Weekly And Seasonal US Corn And Soybean Shipment

To keep an eye on this year’s corn and soybean export shipments, I have created both a weekly and seasonal charts to check on 2016/17’s progress vs. our weekly and 5 year seasonal rates to see if we hit the USDA’s current yearly objectives.

In corn, this week’s export shipments slipped about 4 million to 45.6 million bu. This brings this year’s total shipments to 961 million bu., which is sharply higher than last year’s 552 million on a similar date. However, this year’s sharply higher overall exports (2.225 billion vs. 1.898 billion) and last summer’s abnormally high weekly exports inspections has advanced our seasonal pace to  896 million level for this week in mid-February. We are 65 million bu. ahead in shipments vs. this seasonal level, but with 1.26 billion left to ship we are going to needed average 45 million the remaining 28 weeks of the crop year. The current backlog in PNW shipments needs to be cleared quickly to be able to achieve this year’s 2.225 billion bu. goal. 

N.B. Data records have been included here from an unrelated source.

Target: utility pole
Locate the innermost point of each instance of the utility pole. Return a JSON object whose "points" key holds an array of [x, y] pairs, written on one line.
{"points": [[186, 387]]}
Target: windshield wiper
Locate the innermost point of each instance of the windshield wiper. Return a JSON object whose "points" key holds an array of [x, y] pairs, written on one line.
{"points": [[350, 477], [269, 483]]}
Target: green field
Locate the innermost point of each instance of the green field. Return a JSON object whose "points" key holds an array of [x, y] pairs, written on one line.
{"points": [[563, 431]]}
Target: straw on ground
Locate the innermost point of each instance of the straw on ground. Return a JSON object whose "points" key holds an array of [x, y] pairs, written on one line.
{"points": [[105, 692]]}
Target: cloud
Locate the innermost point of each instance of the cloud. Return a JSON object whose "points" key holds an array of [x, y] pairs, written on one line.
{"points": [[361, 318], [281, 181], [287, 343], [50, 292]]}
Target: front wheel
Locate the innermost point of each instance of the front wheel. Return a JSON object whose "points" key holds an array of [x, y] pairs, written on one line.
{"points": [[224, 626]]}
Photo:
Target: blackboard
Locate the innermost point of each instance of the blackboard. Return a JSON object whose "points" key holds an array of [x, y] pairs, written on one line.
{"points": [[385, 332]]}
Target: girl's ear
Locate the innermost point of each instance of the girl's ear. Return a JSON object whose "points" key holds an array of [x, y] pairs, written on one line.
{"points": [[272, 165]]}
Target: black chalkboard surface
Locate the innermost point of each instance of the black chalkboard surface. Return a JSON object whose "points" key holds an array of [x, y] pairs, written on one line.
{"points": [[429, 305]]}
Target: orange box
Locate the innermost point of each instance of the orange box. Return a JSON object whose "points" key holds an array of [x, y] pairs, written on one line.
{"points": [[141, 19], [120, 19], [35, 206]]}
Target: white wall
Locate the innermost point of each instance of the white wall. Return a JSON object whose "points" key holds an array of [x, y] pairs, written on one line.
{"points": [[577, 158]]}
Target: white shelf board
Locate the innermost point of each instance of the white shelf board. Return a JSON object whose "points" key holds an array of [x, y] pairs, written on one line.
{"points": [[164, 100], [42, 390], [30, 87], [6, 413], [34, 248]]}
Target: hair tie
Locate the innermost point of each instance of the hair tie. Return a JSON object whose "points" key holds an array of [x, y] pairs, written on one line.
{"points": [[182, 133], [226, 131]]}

In soybeans, this week’s inspections declined a modest 3 million bu. to 39.6 million. Overall, 2016/17’s shipments have reached 1.568 million bu. which is 193 million bu. higher than last year on the same date. 2016/17’s shipments have been running ahead of their need 5 year seasonal pace to hit the USDA’s record 2.05 billion bu. until recently when we have slipped back to just our seasonal level this week. Given the unusually high export shipment last summer because of reduced American supplies, we need to outpace our remaining 17.2 million average weekly pace over the next 4-6 weeks to have 2016/17 shipment in position to achieve the USDA’s 2.05 billion bu. forecast.  

We are entering an important period export shipping period where all our available grain shipping ports in both the Gulf and PNW need to be running at near capacity to move this year’s export sales it appears.

 

Disclaimer – The information contained in this report reflects the opinion of the author and should not be interpreted in any way to represent the thoughts of The PRICE Futures Group, any of ...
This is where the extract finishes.